Fish-Cap: Bullpen blows up Houston series


(Note: Since I missed out on a lot of content this week, I figured I’d add on some weekend content to compensate. Hope you guys keep reading, I’ll do my best to keep writing.)

The Marlins salvaged one game out of a frustrating series versus the Houston Astros. This is the first series this season which the Marlins did not win or split, and it happened to come against one of the worst teams in baseball. It was an ugly affair, the details of which will be discussed shortly.

Series Hero: Jorge Cantu (0.414 WPA)
Series Goat: Tim Wood (-0.517 WPA)
Impressed By: Jorge Cantu: 12 PA, 4 H, 1 HR
Depressed By: Everything else

Bullpen blows up two wins

Technically, based on WPA, the bullpen blew up a full win in the first two games. As I mentioned before, a picture is worth a thousand words. From FanGraphs:

Game 1

Game 2

Game 1’s work was done by Tim Wood, while Game 2’s deed fell in the hands of Burke Badenhop. The scary part is that both those giant upswings in win probability for the Astros directly fell in those two reliever’s hands. Those two combined for a WPA of -0.924, almost a full win! And it wasn’t as if these wins came because of extenuating circumstances, i.e. errors or inherited runners. Wood and Badenhop dug their own graves during their outings.

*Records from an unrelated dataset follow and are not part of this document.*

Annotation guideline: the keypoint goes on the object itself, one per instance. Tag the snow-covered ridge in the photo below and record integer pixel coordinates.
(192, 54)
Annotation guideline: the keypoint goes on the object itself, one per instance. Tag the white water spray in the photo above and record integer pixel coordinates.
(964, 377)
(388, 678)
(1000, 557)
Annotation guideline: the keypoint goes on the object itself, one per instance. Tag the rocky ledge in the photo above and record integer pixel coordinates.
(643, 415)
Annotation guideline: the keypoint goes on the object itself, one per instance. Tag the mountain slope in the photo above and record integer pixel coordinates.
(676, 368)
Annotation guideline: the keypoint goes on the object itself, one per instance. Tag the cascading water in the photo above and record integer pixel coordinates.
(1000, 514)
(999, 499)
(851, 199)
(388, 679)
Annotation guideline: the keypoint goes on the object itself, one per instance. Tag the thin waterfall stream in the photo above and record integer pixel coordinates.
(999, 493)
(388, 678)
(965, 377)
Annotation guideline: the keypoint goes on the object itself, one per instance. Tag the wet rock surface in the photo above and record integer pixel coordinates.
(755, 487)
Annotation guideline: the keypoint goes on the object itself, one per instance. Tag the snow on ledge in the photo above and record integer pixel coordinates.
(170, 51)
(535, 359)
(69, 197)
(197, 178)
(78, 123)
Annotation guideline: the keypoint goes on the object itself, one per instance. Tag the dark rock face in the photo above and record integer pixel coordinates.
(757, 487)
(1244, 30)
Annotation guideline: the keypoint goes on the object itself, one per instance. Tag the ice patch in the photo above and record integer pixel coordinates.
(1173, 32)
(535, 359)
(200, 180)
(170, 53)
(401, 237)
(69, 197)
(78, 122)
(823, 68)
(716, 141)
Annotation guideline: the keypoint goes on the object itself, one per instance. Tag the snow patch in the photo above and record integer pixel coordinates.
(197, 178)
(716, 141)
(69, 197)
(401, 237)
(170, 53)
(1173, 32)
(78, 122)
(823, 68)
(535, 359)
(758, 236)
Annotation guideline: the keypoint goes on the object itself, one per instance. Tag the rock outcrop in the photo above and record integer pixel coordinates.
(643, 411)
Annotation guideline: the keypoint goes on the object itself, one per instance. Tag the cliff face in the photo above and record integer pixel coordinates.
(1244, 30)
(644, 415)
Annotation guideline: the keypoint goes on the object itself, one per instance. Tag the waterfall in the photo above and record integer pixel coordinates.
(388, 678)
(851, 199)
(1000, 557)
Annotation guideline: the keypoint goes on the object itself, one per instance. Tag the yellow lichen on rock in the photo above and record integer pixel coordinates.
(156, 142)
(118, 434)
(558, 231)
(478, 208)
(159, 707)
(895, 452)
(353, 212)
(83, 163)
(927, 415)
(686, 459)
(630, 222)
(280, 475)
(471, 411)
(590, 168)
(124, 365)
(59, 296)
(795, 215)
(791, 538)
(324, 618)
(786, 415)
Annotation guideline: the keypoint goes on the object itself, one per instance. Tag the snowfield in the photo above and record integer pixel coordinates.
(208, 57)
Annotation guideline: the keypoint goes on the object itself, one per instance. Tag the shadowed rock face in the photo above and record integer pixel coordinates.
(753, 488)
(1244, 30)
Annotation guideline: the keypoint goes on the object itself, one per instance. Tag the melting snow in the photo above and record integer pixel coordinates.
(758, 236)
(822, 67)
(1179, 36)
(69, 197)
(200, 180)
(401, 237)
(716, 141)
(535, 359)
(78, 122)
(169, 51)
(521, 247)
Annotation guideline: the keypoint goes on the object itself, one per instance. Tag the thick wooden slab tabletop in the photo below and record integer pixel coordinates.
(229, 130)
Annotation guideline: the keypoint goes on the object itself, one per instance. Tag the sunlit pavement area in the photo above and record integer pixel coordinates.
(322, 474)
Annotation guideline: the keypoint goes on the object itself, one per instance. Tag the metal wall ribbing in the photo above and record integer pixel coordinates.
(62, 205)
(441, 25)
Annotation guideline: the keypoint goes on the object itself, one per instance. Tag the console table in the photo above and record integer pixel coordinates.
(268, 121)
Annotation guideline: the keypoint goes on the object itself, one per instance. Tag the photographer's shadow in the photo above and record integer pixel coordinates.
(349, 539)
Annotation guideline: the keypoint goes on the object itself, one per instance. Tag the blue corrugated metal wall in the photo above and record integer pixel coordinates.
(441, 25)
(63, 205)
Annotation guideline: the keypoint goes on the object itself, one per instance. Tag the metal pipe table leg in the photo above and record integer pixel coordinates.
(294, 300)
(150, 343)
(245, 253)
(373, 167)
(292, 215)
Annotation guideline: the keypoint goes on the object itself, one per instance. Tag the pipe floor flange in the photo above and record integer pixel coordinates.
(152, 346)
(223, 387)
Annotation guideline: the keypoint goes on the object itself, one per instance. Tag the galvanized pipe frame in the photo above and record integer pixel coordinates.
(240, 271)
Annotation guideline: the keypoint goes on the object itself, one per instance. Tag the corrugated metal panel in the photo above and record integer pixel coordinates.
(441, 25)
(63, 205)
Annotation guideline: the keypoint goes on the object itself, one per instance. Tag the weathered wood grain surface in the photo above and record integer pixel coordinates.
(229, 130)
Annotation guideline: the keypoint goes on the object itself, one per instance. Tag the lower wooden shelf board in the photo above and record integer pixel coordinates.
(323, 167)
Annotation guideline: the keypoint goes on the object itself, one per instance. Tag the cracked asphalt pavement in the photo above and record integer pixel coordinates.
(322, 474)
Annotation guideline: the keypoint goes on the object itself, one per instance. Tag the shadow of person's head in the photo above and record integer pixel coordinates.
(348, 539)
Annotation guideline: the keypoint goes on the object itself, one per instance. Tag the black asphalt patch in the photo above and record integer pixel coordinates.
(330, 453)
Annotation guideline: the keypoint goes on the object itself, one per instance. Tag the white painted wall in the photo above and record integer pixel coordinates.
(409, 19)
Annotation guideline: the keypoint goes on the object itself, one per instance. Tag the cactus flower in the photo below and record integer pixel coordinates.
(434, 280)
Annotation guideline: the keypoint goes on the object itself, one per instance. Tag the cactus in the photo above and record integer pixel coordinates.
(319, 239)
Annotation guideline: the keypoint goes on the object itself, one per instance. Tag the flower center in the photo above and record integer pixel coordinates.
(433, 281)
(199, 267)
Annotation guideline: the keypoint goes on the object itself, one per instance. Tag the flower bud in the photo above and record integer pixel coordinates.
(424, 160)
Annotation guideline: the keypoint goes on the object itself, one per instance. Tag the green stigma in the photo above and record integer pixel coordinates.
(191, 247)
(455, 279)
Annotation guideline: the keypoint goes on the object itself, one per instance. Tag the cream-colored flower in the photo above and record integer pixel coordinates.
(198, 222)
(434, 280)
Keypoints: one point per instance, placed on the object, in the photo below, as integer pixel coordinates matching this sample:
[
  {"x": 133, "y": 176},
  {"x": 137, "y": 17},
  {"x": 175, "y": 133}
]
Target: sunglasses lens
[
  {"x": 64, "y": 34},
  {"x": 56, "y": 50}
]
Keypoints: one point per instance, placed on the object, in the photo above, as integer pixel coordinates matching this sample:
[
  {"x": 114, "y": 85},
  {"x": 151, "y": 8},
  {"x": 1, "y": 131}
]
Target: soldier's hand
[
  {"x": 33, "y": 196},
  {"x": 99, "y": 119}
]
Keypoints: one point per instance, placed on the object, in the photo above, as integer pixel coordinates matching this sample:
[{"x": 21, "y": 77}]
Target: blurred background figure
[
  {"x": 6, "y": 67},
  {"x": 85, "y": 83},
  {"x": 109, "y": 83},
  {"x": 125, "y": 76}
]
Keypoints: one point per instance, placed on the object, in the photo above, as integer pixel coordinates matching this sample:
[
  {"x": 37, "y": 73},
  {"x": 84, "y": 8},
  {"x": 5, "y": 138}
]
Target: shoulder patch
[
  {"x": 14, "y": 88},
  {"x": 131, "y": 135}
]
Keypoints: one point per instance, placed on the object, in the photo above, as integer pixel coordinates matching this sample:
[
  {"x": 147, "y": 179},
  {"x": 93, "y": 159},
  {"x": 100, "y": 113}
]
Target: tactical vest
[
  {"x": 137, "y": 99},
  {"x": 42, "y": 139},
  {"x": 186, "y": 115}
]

Neither Chris Volstad nor Josh Johnson deserved a win based on how they pitched, but the Marlins’ offense did put the team in position for victory. The two ugly comeback losses further the idea that the team could use bullpen help. I don’t think any of us Marlins fans expected the sort of futility out of the pen that we’ve seen so far this season. You can bet that if the club is competing during the stretch run, they will be inquiring about bullpen help. Heath Bell, here we come!

Anibal Sanchez’ all-BIP outing

Sanchez had an interesting line on Thursday’s win.

6 2/3 IP, 9 H, 1 K, 0 BB, 0 HR

Sanchez faced 29 batters and 28 of them put the ball in play, a pretty staggering total. Now, this isn’t necessarily a bad thing. If a pitcher records exactly zero Three True Outcomes results in his innings, that’s technically a FIP of around 3.20, not bad in the least bit. Sanchez allowed nine hits in those 28 balls in play, which is right around what you would expect in terms of BABIP (eight or nine hits is about right). I took a look at some Pitch f/x data from Brooks Baseball to get an idea of how the Astros were handling his stuff.

The first thing I thought of was whiffs. A lack of strikeouts could indicate that the hitters were making tons of contact. Sanchez induced eight swings and misses out of 49 total swings, an effective 16.3% whiff rate. Surprisingly, Sanchez also induced 14 grounders, an impressive total given his typical rate in the 40% range. It was certainly an effective, if not odd, outing.